In quel mese, in quel luogo concluso, i fantasmi della paura sono convocati a diventare, tutti insieme, personaggi del libro a tema. Ci sono i ricordi dell'adolescenza, come la fuga, inseguito da cani randagi, con Luciotto che inutilmente cerca di calmare la sua corsa.  Conosciamo così Antonio, l'amico fotografo e Lorenzo che, a sue spese, ha imparato che doveva buttare via, una volta e per sempre, il fucile del safari africano. Incontriamo un pescatore dal viso segnato e sapiente, e più spesso c'imbattiamo in Nina la pazza, che si aggira sempre con un oggetto inutile tra le mani, e che anche se incontra il tuo sguardo, forse neppure ti vede.
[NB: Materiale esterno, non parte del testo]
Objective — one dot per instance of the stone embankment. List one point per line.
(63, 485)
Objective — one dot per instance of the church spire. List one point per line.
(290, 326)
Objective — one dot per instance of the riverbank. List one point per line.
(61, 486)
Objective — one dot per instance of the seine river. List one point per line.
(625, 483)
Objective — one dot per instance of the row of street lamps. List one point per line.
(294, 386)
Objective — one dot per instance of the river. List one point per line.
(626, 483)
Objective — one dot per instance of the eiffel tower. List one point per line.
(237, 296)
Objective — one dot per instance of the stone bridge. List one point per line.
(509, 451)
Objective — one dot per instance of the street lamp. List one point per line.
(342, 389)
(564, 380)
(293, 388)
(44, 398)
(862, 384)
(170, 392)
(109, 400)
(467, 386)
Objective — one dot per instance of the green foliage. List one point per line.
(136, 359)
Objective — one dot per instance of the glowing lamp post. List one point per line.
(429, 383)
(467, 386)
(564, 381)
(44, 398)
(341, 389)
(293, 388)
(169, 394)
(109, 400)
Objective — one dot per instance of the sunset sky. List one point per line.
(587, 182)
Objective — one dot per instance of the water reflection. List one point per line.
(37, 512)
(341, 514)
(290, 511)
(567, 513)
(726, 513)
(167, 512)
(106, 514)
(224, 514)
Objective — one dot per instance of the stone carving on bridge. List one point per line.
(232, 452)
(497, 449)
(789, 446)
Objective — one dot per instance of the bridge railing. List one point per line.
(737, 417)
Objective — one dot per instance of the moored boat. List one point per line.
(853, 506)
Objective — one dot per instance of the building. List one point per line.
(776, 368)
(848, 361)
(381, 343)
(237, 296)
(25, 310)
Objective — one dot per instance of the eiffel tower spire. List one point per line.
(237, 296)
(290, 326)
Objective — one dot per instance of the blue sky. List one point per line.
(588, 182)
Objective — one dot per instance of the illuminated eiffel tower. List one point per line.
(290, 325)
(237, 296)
Gli altri personaggi sono fantasmi di cui non avere paura, i fratellini Hansel e Gretel, e Bella, donna solitaria della quale il luogo conserva memoria, morta annegata, forse non per disgrazia. Altri personaggi vengono incontro da pagine di libri, come dalla poesia di Kavafis sull'arrivo (non-arrivo) dei barbari, che è motivo di una lunga riflessione sul bisogno degli organi di potere di avere un nemico, sulla delusione che il potere prova quando scopre che quel nemico di cui tanto aveva concionato, all'arrivo del quale si era preparato, non arriverà. Con ogni evidenza la metafora poetica afferma che il potere non riesce a tenersi in piedi se non sostenendosi sulla paura.

Ma oltre al tema prescelto un'altra passione traspare in queste pagine, l'amore per quel luogo, per Qui, per i suoi colori e sapori, come l'acquasale, una sorta di panzanella realizzata facendo ammollare il pane raffermo nell'acqua di mare, per poi condirlo con olio e pomodoro, i fichi, quelli chiari e quelli neri, e i pomodori dell'orto. Sapori essenziali come la compagnia umana, di poche parole, ma non scontrosa, di quei luoghi.
Quel luogo semplice ed essenziale, che è Qui, un po'sembra somigliare all'indole insieme luminosa e riservata di Silvio Perrella.  Ancora una volta le letture e i personaggi della cultura– quelli profondamente assimilati, quelli dei libri portati con sé nel mese di vita a contatto con il mare – si affacciano al suo discorso serenamente, senza pose narcisistiche, come rielaborati e fatti propri dall'autore in conformità alla sua indole.


E, come messaggio, in tutto il libro circola l'opposizione e il fastidio per il tipo di paura che non è la risposta organica a una situazione d'intuito pericolo, il fastidio per quella condizione che Silvio Perrella chiama la paura preventiva, quell'allarme costante che va alimentato perché il mondo tutto viva nella paura, perché gli uomini vivano nella paura gli uni degli altri: "Abbi paura, sempre, anche se non sai perché devi averla".  Un messaggio che più attuale non potrebbe essere in questi mesi in cui la notizia di prima pagina è sempre quella che riguarda un virus verso il quale non avremmo difese.